As it turns out, “Don’t Repeat Yourself” has some notable exceptions, especially when writing unit tests, and occasionally in some rare cases when attempting to outsmart the compiler. IntelliJ IDEA gives you the opportunity to exclude test sources, since many prefer a little duplication in their tests to improve overall readability. Nevertheless, the choice is yours.
When analyzing a large set of files, you should carefully consider the scope of the inspection you are going to apply. There are a number of algorithms for detecting duplicate code – this one will scan for duplicates by comparing AST fragments. On an Intel i7-2640M with 8GB of RAM, scanning a codebase with 53,000 LOC will take about 3 minutes, or ~300 LOC/second. However your mileage may vary depending on the minimum duplicates length, line density and other factors. When searching for exact matches, the time complexity is effectively linear w.r.t. the number of nodes in your AST.
When searching for duplicate code, we may want to discard duplicates shorter than some minimum threshold or add a similarity metric in order to detect fuzzy-matches. IntelliJ IDEA lets us define these values, but keep in mind they do not correspond to characters or lines, but rather arbitrary weights. If “Visible from outside of the current scope only” is selected, only subexpressions which are valid outside of their parent construct are anonymized. If you would like to learn more how all of this works, head over to the source.
After scanning, the Duplicates Tool Window is a convenient area to browse through duplicate regions and view a side-by-side diff at each location. From here you can clearly see which sections are structurally similar and flag them for review or refactor them immediately. The highlighter will help you quickly identify which blocks are different.

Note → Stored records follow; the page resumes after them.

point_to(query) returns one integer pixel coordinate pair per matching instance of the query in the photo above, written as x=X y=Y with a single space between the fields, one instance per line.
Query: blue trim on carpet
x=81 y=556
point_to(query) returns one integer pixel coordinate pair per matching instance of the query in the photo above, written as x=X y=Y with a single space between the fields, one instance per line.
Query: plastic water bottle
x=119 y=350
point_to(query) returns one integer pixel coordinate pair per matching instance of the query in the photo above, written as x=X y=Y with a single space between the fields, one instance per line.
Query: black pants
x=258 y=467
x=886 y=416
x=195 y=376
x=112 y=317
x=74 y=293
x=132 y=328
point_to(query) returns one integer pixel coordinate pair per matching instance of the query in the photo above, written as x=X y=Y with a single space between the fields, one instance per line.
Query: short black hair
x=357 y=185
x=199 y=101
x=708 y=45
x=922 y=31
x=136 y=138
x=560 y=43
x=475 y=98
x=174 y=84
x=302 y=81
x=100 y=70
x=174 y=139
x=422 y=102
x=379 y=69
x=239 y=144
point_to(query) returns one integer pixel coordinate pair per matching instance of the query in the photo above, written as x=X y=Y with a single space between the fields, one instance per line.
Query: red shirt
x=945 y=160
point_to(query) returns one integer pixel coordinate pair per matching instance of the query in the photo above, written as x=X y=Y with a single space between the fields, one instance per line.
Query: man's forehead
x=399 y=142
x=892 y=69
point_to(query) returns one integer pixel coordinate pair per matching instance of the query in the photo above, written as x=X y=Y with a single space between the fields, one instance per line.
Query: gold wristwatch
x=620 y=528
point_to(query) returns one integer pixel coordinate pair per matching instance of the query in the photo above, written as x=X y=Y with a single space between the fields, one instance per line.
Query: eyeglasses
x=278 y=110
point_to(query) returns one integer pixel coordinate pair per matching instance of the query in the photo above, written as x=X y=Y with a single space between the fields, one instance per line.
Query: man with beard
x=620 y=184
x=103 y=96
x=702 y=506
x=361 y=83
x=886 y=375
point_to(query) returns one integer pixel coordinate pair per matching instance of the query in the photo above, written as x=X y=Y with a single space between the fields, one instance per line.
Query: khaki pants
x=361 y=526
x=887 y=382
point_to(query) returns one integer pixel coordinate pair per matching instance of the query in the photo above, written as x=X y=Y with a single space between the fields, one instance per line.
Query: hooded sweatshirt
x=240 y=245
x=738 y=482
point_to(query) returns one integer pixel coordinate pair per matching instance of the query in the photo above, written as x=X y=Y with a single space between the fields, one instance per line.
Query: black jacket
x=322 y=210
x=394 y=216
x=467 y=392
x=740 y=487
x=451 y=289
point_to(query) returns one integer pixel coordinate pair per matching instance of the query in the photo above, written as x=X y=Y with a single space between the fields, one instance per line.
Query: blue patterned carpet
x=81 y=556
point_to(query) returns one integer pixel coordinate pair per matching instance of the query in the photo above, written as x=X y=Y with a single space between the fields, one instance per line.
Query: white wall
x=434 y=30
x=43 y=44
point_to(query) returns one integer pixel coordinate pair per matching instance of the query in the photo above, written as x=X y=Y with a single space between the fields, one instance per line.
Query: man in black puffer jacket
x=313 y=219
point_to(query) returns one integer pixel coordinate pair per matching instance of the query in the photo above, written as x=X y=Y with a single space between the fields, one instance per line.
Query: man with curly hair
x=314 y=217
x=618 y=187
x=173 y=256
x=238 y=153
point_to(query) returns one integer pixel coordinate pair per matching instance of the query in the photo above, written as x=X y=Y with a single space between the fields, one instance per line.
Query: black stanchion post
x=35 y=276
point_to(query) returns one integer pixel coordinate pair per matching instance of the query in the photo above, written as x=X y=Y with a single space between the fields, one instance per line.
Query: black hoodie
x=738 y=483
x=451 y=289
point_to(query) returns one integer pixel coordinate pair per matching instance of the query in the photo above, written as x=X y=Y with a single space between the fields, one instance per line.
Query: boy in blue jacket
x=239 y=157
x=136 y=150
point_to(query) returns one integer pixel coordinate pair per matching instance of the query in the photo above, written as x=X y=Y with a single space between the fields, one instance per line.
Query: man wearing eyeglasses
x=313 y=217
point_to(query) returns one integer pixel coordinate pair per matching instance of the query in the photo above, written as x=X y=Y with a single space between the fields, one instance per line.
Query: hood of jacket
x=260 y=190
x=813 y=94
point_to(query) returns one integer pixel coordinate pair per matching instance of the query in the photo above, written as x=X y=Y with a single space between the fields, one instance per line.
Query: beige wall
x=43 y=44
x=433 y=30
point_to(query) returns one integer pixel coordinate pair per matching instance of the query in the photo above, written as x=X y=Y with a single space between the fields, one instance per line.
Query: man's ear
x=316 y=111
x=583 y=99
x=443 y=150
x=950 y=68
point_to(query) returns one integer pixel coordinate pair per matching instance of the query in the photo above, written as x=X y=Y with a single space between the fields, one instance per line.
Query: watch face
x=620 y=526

When you have found a duplicate block of code, it can be easily simplified by pressing Ctrl/⌘+Alt/⌥+M to apply the Extract → Method refactoring. IntelliJ IDEA will transform all inbound variables inside the selected region with parameters and provide a helpful dialog to extract the method, which you can use to replace any other duplicates inside the analysis scope.

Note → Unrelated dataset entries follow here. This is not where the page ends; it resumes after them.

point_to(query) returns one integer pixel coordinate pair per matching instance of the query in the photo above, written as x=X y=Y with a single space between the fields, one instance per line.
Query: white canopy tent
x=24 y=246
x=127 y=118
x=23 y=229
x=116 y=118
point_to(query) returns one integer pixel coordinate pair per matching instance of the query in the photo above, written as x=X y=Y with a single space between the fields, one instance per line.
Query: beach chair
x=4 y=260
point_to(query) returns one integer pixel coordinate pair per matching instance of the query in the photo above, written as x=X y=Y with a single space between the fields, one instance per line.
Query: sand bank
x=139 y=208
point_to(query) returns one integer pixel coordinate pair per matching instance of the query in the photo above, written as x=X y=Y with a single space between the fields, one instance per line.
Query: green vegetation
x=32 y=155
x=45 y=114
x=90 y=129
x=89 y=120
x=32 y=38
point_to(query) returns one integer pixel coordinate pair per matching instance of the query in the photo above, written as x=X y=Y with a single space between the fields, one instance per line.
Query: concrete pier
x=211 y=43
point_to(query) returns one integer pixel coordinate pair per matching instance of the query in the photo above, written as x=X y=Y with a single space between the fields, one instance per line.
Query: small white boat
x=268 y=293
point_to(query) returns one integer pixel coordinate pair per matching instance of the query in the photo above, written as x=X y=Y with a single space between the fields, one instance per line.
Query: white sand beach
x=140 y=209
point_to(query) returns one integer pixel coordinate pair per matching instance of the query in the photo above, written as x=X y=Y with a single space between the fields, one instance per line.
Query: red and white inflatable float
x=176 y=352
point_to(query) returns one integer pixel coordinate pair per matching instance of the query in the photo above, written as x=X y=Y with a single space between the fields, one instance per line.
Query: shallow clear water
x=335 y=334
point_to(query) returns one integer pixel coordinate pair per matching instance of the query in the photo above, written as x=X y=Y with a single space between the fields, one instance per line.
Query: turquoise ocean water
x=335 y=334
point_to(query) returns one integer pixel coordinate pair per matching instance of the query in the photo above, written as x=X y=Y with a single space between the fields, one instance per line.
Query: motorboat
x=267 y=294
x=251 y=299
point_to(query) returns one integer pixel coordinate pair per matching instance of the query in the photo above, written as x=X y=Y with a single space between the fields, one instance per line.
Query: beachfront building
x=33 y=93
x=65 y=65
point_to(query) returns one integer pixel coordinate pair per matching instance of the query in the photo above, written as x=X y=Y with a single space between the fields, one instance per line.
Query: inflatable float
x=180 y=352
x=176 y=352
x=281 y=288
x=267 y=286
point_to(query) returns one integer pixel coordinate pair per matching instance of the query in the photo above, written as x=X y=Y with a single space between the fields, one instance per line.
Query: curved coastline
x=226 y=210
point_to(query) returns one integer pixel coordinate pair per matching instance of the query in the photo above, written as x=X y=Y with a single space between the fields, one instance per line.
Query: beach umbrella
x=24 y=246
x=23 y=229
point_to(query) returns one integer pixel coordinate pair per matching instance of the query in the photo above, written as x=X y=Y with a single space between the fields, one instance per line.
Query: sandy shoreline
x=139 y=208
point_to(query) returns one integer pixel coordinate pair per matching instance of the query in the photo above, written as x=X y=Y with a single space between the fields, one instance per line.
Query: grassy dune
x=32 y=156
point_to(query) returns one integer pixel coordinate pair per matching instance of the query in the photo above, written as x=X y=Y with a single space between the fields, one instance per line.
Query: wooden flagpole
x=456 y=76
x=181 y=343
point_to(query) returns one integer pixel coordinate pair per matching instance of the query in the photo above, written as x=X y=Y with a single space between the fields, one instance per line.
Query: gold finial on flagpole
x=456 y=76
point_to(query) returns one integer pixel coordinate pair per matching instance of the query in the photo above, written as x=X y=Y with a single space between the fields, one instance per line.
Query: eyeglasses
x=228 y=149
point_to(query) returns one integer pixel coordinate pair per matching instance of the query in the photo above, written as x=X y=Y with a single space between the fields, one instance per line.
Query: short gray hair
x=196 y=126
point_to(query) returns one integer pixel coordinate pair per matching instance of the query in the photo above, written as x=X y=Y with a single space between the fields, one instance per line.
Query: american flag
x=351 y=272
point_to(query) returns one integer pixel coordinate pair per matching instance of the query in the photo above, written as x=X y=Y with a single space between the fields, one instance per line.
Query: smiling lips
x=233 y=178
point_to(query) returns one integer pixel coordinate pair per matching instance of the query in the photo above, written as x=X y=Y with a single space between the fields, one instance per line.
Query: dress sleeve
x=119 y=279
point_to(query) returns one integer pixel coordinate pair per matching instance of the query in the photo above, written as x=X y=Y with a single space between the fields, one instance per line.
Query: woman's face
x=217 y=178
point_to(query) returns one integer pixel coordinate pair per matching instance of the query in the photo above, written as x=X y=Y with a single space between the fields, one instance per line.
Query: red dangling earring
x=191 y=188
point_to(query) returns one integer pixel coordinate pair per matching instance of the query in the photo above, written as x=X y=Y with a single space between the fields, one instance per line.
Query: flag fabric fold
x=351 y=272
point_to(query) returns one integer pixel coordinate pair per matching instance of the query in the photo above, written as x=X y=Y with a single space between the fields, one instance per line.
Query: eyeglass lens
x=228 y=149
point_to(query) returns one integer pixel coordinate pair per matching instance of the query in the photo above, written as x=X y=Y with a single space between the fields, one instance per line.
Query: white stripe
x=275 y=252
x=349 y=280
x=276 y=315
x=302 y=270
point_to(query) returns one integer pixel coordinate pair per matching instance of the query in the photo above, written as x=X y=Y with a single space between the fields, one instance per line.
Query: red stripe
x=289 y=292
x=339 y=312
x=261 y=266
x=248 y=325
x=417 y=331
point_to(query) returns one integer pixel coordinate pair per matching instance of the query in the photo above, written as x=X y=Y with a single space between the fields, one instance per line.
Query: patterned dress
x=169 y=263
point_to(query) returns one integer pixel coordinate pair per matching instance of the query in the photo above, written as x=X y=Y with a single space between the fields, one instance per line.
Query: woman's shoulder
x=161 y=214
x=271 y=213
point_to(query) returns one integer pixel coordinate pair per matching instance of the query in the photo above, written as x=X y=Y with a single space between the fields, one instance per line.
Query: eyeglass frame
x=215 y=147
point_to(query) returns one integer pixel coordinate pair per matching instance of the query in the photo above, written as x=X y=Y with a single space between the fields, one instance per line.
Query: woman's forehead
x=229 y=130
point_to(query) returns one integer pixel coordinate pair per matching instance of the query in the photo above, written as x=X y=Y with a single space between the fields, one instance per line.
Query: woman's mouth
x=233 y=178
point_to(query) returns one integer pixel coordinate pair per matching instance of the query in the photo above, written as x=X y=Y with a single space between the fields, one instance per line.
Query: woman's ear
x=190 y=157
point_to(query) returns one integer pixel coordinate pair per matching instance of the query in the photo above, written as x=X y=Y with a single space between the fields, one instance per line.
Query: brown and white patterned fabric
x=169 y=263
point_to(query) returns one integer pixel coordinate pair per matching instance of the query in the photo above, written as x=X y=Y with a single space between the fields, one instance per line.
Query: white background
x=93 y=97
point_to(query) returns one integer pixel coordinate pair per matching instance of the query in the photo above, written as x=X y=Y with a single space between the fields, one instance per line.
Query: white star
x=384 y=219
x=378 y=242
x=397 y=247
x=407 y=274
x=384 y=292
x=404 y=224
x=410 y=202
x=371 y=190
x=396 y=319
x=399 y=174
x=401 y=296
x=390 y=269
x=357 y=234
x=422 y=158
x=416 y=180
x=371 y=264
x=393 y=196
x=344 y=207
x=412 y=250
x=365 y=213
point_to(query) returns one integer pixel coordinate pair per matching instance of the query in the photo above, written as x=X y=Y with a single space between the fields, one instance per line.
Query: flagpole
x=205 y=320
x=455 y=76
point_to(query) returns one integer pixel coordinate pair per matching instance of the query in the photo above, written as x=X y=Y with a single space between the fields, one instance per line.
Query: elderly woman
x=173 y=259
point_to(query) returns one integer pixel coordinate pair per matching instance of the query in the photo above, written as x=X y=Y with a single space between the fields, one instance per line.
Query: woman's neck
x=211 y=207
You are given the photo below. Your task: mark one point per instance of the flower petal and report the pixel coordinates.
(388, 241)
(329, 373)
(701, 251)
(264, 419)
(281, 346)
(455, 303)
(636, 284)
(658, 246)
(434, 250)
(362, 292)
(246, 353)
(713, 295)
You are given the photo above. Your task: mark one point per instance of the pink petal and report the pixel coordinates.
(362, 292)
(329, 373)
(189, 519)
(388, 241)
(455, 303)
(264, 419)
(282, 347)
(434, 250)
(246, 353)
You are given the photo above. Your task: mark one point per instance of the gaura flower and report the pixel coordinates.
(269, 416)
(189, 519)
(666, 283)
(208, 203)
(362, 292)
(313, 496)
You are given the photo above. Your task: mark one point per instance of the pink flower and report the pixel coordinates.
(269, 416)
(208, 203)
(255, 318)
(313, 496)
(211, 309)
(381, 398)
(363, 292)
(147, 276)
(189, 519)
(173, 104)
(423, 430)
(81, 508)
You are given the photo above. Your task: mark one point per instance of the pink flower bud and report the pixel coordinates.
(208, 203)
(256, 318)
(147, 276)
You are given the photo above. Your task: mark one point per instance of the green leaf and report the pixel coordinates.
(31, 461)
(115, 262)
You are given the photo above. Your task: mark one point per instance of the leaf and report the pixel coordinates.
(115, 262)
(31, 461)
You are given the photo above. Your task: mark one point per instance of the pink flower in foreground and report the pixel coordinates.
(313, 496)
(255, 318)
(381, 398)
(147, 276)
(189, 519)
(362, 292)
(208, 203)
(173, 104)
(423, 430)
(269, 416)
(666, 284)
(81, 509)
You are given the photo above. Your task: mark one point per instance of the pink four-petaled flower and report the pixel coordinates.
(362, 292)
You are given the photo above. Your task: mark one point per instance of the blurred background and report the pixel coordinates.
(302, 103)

This inspection is also available in TeamCity, where you can assign a dedicated build runner to periodically scan your project for duplicate code. This may be an even better option if your organization needs regular assurance audits for clean-room engineering. Plagiarism detection is another important use case for the academic community, and if you are a student or teacher, IntelliJ IDEA is now completely free.